UNITED STATES of America, Plaintiff-Appellee, v. Chad Edward JONES, Defendant-Appellant.
United States of America, Plaintiff-Appellee, v. Travis Hawkins, Defendant-Appellant.
Chad Jones and Travis Hawkins appeal from a district court judgment entered after they pleaded guilty to possession of a sawed-off shotgun in violation of 26 U.S.C. §§ 5845(a), 5861(d), and 5871, and possession of a firearm with an obliterated serial number in violation of 18 U.S.C. §§ 922(k) and 924(a)(1)(B). Jones also pleaded guilty to felon in possession of a firearm in violation of 18 U.S.C. §§ 922(g)(1) and 924(a)(2).

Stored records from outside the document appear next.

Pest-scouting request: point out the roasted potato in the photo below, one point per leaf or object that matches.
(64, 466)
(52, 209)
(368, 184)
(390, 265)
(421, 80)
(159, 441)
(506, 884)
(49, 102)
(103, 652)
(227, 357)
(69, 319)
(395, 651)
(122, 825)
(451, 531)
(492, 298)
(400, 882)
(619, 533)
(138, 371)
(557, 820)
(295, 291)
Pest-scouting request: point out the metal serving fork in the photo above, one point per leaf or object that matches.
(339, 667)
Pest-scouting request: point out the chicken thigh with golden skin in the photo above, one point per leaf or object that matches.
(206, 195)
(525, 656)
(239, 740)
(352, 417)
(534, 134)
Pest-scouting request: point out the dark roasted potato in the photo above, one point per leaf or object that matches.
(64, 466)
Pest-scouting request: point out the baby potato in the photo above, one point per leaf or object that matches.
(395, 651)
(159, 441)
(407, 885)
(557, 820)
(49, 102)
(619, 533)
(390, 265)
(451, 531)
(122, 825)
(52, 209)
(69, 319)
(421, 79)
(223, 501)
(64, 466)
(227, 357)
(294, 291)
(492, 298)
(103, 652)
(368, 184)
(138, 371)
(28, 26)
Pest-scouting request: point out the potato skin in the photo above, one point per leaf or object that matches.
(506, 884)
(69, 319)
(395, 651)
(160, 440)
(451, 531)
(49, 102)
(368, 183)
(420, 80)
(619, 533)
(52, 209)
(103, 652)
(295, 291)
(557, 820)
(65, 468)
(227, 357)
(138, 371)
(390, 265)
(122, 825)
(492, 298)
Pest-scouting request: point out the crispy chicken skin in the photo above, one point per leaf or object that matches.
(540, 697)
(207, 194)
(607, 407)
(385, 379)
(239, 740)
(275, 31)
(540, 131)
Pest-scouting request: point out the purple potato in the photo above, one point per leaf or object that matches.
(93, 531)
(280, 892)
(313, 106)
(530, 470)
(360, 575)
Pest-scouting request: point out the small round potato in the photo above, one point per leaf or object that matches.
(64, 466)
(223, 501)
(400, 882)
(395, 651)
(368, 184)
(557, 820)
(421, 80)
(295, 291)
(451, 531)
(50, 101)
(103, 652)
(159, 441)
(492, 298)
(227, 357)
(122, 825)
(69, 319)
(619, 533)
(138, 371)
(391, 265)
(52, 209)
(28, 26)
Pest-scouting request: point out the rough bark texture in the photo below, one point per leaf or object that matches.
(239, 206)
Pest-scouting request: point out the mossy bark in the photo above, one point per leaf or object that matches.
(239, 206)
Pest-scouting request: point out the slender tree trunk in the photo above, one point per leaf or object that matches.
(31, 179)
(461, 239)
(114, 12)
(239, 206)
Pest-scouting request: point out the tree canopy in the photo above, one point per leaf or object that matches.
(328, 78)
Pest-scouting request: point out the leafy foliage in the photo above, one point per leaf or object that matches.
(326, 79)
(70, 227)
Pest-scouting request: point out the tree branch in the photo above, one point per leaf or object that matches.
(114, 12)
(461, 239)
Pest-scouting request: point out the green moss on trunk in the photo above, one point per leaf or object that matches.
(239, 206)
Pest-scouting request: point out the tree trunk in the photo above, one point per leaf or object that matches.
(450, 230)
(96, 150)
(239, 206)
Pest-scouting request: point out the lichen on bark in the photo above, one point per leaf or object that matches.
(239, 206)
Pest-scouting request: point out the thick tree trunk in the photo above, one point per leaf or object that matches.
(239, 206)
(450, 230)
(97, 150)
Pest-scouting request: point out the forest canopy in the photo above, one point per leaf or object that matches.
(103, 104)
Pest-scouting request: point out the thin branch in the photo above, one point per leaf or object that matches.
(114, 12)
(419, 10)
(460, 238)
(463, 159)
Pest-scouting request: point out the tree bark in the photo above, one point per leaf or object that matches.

With respect to Jones, the district court1 varied upward from an advisory guideline range of 120 to 150 months' imprisonment, and imposed a 180-month (15-year) sentence. On appeal, Jones contends the upward variance is unjustified, creates unwarranted sentencing disparity with Hawkins, and is substantively unreasonable.
With respect to Hawkins, the district court calculated a guideline range of 121 to 151 months' imprisonment, and imposed a sentence at the bottom of the range (10 years, 1 month). On appeal, Hawkins argues the district court erred in calculating his advisory guideline range. We affirm.
In July 2008, Hawkins hatched a robbery plan with Jones and Jones's 17-yearold brother, J.J. (collectively the “trio”). The plan consisted of a nighttime robbery of a residence in West Branch, Iowa (the “Residence”), to steal a diamond ring.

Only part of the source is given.